Charlie Funk
Charlie Funk

A lot of the calls and emails I get from people wanting to "get into travel" have common threads, including how much the caller loves to travel, help others plan travel and more. But many are mainly looking for a way to "travel free."

Missing from most of these dialogs is any indication of having run a business or having studied business operations, sales, marketing, accounting or technology. Some conversations end more quickly than others with the revelation that not only will long hours be involved at times but that this is a profession with responsibilities never imagined.

Business models differ and run the gamut from rebating a hefty portion of commissions to charging hundreds of dollars per inquiry whether a purchase is made or not. World events and economic issues that none of us can control have meant the end of thousands of travel retailers who were successful and profitable until fate befell them.

That is why having to compete with suppliers sometimes is tough. From less than 1% in 1990, direct cruise bookings had grown to 30% by 2010, with one very large line soon after reporting more than 60%. Had the retail channel kept ships filled, this likely might not have happened. Notably, another major line has steadfastly observed and maintained a dedication to the travel retailer.

It's one thing to solicit new business and at least mention the travel professional as a booking source. It's probably a logical extension to survey current clients to ask how the clients booked their trip and what their experience was with the process. It is a totally different matter for a supplier to solicit those clients in the survey with questions that blatantly ask what the supplier needs to do to get the clients to book directly with them the next time, rather than booking with the travel professional.

Yet that is exactly what one very large supplier recently did. As might be expected, the reaction from retailers was immediate and sharply negative.

But of greater interest, a number of clients reacted negatively to the survey, and they let the supplier know they had no plans to change from their agent.

The survey has reportedly been taken down and will not be offered again, but the damage has been done.

Still, it does bring things more clearly into focus.
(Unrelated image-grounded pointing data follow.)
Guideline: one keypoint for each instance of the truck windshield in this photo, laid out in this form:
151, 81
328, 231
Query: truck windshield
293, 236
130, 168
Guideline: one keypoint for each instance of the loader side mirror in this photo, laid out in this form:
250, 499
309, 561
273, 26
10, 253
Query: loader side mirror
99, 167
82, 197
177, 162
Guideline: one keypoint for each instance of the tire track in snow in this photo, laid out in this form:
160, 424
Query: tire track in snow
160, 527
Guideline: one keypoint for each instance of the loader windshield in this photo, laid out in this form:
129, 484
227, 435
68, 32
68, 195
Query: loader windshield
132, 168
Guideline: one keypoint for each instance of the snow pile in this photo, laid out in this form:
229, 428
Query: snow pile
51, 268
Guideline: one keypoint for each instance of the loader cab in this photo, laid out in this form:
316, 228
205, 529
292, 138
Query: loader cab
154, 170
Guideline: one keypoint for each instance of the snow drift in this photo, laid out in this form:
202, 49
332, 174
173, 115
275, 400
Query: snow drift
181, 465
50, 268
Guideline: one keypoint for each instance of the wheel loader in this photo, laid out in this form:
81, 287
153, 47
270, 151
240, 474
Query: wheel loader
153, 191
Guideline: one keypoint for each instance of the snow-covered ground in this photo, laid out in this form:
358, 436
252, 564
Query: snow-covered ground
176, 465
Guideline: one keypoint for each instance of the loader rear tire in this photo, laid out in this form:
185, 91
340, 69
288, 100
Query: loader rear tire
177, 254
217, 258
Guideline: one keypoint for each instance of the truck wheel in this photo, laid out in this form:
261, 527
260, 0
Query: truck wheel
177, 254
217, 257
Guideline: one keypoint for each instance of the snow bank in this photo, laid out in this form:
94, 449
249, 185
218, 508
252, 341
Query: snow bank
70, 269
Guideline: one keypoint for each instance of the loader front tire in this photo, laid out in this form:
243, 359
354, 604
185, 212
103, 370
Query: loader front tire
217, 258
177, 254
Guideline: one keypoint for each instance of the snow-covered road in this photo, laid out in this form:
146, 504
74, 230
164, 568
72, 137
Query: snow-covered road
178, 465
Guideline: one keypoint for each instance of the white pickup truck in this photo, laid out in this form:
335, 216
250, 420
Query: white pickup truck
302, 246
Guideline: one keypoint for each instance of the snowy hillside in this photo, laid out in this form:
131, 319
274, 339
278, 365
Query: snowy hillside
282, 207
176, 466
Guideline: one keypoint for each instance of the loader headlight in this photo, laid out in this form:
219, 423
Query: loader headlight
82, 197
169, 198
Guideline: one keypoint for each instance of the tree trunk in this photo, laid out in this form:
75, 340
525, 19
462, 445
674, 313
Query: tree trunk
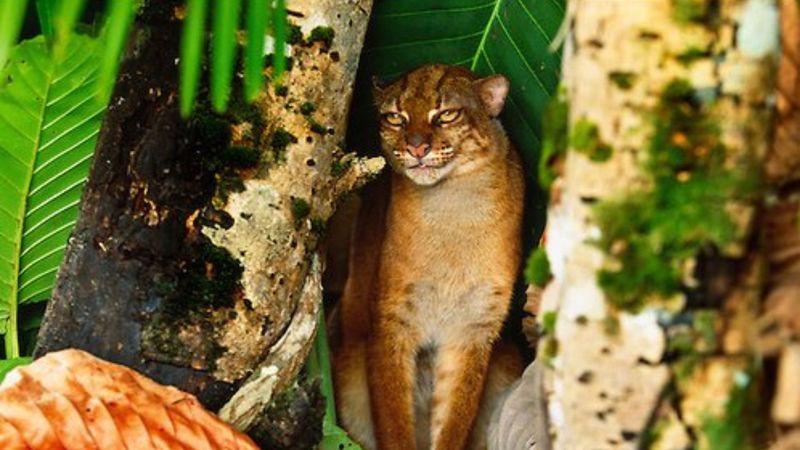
195, 259
647, 342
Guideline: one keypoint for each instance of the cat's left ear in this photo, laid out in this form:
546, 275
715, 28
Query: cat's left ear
493, 91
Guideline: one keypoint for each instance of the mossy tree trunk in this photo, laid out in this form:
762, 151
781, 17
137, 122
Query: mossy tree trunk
195, 258
649, 335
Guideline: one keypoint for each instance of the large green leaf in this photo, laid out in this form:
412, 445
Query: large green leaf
511, 37
49, 117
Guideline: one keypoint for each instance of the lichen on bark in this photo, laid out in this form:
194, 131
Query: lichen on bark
634, 241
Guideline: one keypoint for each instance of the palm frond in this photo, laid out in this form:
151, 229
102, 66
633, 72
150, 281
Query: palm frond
223, 51
12, 13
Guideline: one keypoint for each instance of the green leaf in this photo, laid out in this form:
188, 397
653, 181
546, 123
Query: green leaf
279, 28
50, 116
45, 12
319, 365
7, 365
12, 12
223, 51
192, 53
495, 36
66, 15
257, 18
115, 34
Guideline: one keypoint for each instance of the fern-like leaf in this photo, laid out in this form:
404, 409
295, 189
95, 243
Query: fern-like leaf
50, 118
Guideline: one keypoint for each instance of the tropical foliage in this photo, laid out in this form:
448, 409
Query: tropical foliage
512, 37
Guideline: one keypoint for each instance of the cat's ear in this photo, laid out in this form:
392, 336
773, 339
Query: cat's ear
493, 91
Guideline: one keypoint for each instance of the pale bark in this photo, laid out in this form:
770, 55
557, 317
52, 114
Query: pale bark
277, 248
603, 388
149, 209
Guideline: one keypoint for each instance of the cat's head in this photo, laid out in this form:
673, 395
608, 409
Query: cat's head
439, 119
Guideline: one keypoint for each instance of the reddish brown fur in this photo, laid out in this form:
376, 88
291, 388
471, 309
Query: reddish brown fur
433, 267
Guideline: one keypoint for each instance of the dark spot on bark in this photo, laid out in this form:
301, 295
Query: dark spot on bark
586, 377
596, 43
647, 35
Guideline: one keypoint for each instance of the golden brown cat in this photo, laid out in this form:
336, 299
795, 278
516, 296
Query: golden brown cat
432, 268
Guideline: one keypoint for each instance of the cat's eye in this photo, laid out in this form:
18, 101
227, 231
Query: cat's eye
394, 119
447, 116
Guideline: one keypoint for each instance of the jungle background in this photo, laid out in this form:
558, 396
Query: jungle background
167, 182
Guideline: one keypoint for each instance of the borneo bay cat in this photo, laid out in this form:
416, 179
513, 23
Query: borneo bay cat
432, 268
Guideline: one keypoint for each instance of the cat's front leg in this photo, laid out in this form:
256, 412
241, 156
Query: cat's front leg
391, 366
459, 379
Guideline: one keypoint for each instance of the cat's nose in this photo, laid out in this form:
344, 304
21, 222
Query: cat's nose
418, 151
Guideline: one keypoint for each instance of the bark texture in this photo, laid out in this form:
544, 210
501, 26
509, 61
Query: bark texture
779, 322
278, 240
189, 267
612, 364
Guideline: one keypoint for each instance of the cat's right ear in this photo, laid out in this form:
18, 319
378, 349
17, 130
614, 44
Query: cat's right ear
493, 91
378, 89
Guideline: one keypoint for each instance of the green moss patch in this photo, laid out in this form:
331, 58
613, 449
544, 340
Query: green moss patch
555, 124
651, 233
623, 80
585, 138
323, 35
537, 269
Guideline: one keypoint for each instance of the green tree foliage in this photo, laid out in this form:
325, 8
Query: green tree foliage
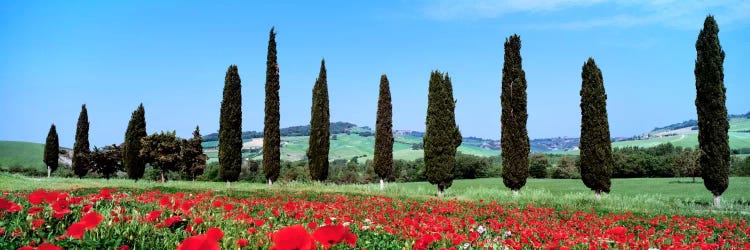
193, 159
538, 164
710, 102
442, 136
317, 152
514, 138
51, 150
230, 127
162, 151
107, 161
81, 148
133, 163
271, 130
383, 159
596, 145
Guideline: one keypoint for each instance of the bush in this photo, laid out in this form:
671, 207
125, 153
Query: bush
538, 165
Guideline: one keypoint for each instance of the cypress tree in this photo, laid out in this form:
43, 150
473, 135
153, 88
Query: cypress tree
51, 150
271, 130
317, 152
710, 102
133, 163
230, 127
383, 159
81, 148
595, 144
514, 139
442, 137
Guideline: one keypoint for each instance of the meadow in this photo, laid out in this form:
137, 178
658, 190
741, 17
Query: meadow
551, 214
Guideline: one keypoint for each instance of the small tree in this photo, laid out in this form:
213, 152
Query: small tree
317, 152
230, 127
514, 139
383, 159
107, 161
133, 163
442, 136
710, 102
538, 165
162, 151
596, 144
272, 130
193, 159
51, 150
81, 148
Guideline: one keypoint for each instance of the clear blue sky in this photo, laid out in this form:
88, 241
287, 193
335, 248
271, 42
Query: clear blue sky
172, 57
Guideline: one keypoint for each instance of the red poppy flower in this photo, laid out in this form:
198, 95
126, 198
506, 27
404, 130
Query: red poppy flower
91, 220
36, 224
198, 242
214, 233
76, 230
292, 237
243, 243
334, 234
153, 215
209, 241
48, 246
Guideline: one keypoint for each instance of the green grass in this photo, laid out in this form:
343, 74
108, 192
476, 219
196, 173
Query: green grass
646, 196
25, 154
Permit me to digress for a second.

I don't remember the first time I heard these two cautionary bromides, but I was probably young enough that they seemed incredibly funny:

  • The check is in the mail.
  • I'm from the government, and I'm here to help you.

I instantly understood that someone will tell one what they want to hear and that not everyone shares the same goals, even though they might claim otherwise.

It's like this: The owner of a retail travel company has the responsibility to do that which makes her or his agency successful. The owner has to have a goal -- an agenda if you will -- that moves the ball down the field toward that goal. It is incumbent on that owner to measure goals and agendas of others offering assistance against his or her own goals to be sure they favor the owner's company.